Beim Wort «Sklaverei» denken die meisten zuerst an die Millionen Schwarzafrikaner in Amerika. Doch Sklaverei gab es schon immer. Im Griechenland der Antike betrug der Anteil an Sklaven an der Bevölkerung rund 15 Prozent; das Alte Rom holte zwischen 200 und 60 v. Chr. etwa 500 000 Sklaven nach Italien, später waren es wahrscheinlich bis zu drei Millionen. Fast in Vergessenheit geriet eine Form der Sklaverei, die noch viel länger und in grösserem Umfang betrieben wurde: Die Ausbeutung christlicher Sklaven durch Muslime. Schätzungsweise zwischen eins und 1,25 Millionen europäischer Christen wurden zwischen 1530 und 1780 nach Nordafrika verschleppt und versklavt. Der Historiker Egon Flaig spricht vom «langlebigsten sklavistischen System der Weltgeschichte». Ein explizit islamisches «Wirtschaftssystem» des Menschenhandels immensen Ausmas­ses bis nach Zentralasien habe sogar über zwölf Jahrhunderte bestanden, so Flaig.
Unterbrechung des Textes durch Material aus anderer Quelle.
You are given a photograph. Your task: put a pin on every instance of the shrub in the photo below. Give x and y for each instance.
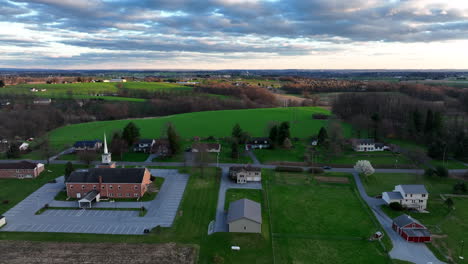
(316, 170)
(396, 206)
(288, 169)
(441, 171)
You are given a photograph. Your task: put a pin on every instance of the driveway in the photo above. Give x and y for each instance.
(413, 252)
(161, 211)
(226, 183)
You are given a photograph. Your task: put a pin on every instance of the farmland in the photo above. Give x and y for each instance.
(203, 124)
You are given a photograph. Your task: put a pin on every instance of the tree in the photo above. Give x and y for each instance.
(283, 132)
(322, 137)
(173, 138)
(287, 143)
(87, 157)
(235, 149)
(68, 170)
(131, 133)
(364, 167)
(449, 203)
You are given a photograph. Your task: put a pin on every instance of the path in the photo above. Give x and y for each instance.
(226, 183)
(161, 211)
(414, 252)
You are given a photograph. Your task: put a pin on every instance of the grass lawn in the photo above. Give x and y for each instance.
(15, 190)
(237, 194)
(381, 182)
(203, 124)
(319, 223)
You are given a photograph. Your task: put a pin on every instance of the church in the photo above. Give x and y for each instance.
(107, 181)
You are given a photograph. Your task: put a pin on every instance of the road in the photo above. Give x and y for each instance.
(413, 252)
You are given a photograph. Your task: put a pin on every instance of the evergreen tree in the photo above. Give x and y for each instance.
(131, 133)
(174, 139)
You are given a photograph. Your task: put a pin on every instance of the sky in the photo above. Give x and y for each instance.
(234, 34)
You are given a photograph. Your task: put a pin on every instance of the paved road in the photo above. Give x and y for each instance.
(414, 252)
(161, 211)
(226, 183)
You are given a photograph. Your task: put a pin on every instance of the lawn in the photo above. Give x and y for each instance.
(319, 223)
(203, 124)
(15, 190)
(382, 182)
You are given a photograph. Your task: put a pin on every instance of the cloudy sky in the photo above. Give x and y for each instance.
(234, 34)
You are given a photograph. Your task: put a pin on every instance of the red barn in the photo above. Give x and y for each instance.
(410, 229)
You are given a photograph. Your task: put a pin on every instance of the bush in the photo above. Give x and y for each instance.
(441, 171)
(396, 206)
(288, 169)
(316, 170)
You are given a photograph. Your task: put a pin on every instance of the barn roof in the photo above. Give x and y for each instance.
(109, 175)
(245, 208)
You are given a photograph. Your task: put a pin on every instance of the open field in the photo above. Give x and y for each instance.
(331, 226)
(209, 123)
(18, 252)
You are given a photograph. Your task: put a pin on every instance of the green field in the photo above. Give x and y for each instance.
(203, 124)
(319, 223)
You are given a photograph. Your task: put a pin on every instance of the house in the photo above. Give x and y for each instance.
(410, 196)
(2, 220)
(87, 145)
(206, 147)
(162, 148)
(21, 170)
(245, 216)
(42, 101)
(258, 143)
(410, 229)
(244, 174)
(367, 144)
(108, 182)
(143, 145)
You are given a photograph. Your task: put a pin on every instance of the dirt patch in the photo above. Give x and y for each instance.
(16, 252)
(332, 179)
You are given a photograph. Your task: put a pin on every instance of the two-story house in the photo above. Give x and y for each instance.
(410, 196)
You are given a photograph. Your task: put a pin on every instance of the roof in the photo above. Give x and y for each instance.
(86, 143)
(18, 165)
(244, 208)
(244, 168)
(413, 188)
(404, 220)
(394, 195)
(109, 175)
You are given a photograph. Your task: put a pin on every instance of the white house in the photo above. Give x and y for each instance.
(368, 144)
(410, 196)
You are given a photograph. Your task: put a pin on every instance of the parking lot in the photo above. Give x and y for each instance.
(161, 211)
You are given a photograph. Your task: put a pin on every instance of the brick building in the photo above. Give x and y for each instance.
(21, 170)
(110, 182)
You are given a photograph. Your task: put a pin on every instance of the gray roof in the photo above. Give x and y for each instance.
(394, 195)
(414, 188)
(109, 175)
(244, 208)
(404, 220)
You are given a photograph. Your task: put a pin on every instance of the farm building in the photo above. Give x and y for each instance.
(258, 143)
(244, 174)
(245, 216)
(412, 196)
(143, 145)
(21, 170)
(206, 147)
(87, 145)
(410, 229)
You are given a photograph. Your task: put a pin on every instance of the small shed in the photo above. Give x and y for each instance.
(410, 229)
(245, 216)
(88, 199)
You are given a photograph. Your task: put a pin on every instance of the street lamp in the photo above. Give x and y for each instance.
(461, 250)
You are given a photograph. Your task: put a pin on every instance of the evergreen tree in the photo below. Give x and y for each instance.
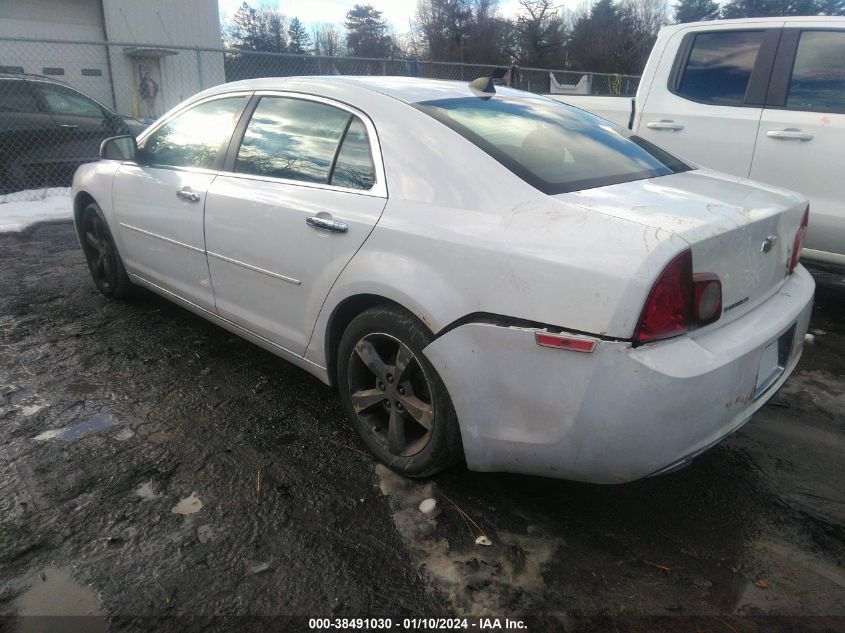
(247, 29)
(366, 32)
(696, 10)
(298, 40)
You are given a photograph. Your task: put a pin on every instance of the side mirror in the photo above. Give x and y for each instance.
(119, 148)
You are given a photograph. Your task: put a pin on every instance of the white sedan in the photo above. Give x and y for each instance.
(482, 273)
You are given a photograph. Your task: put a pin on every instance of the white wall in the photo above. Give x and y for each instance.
(57, 19)
(167, 24)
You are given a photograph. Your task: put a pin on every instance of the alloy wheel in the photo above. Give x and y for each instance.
(391, 393)
(99, 250)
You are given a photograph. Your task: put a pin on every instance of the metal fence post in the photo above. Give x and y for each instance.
(199, 68)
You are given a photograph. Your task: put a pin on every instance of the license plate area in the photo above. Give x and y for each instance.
(773, 361)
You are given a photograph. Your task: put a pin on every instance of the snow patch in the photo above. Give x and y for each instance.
(40, 205)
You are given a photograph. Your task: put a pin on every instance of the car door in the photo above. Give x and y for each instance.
(710, 112)
(159, 200)
(81, 123)
(802, 132)
(305, 190)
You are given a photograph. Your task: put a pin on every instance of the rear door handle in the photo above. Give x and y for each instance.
(335, 226)
(790, 134)
(187, 195)
(665, 124)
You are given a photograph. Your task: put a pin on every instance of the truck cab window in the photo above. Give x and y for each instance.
(818, 78)
(719, 67)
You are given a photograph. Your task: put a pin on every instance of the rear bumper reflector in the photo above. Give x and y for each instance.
(563, 341)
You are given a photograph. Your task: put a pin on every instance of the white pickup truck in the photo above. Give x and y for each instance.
(758, 98)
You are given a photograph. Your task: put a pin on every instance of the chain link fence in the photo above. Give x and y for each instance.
(59, 99)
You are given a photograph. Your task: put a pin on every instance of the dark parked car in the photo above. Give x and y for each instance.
(48, 129)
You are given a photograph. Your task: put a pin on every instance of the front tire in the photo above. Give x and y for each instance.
(392, 394)
(104, 261)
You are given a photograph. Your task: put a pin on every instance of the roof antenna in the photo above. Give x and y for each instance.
(483, 87)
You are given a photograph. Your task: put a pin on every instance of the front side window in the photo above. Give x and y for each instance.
(552, 146)
(195, 137)
(818, 76)
(66, 102)
(15, 96)
(293, 139)
(719, 67)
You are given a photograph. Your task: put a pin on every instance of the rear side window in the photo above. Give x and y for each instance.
(552, 146)
(15, 96)
(293, 139)
(195, 137)
(818, 76)
(354, 167)
(63, 101)
(719, 67)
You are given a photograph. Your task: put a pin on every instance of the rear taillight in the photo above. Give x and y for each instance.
(798, 244)
(679, 301)
(707, 299)
(669, 306)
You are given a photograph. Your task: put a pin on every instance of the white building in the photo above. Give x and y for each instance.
(116, 45)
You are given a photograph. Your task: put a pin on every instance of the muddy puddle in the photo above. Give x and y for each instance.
(99, 422)
(54, 603)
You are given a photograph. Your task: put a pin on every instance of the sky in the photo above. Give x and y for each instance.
(397, 12)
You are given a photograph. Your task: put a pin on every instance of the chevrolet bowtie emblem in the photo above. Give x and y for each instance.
(768, 243)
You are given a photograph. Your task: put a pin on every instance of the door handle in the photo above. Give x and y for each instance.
(335, 226)
(187, 195)
(665, 124)
(790, 134)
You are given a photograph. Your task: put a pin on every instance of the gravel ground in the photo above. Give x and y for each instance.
(153, 465)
William D. Phillips, ebenfalls Historiker, schreibt: «Wo der Islam am einflussreichsten war – Sahel und nördliche Savanne – waren die indigene Sklaverei, das Sklavenjagen und die Sklavenexporte am höchsten entwickelt.»

Weltwirtschaftssystem

«Als die Muslime ihr Weltreich eroberten, errichteten sie das grösste und langlebigste sklavistische System der Weltgeschichte», schreibt Egon Flaig in seinem Buch «Weltgeschichte der Sklaverei». Die islamische Sklaverei sei dabei im 19. Jahrhundert «beschönigt» worden, doch inzwischen habe die Forschung einige Vorstellungen korrigiert. «In manchen Regionen basierten einzelne Produktionszweige auf Sklavenarbeit», schreibt Flaig, der bis zu seiner Emeritierung 2014 an den Universitäten Greifswald und in Rostock Alte Geschichte lehrte. In Bergwerken, in der Landwirtschaft, im Handwerk, im Haushalt sowie im Militär wurden die Europäer ausgebeutet. Ausschlaggebend war die religiöse Pflicht des Dschihad, des Krieges zur Unterwerfung aller nichtmuslimischer Völker. «In einmaliger Schnelligkeit eroberten sie von 635 bis 720 ein riesiges Gebiet von Spanien und dem Senegal bis nach Indien, vom Tschad-See bis zum Kaukasus und Hindukusch.» So habe etwa der Wesir des vorletzten Kalifen von Córdoba, Al-Mansur, am Ende des 10. Jahrhunderts in 27 Jahren 25 Invasionen in die christlichen Gebiete Spaniens durchgeführt, «zerstörend, massakrierend, versklavend und verwüstend». Eine Politik, die den antiken Staaten «völlig fremd war», so Flaig.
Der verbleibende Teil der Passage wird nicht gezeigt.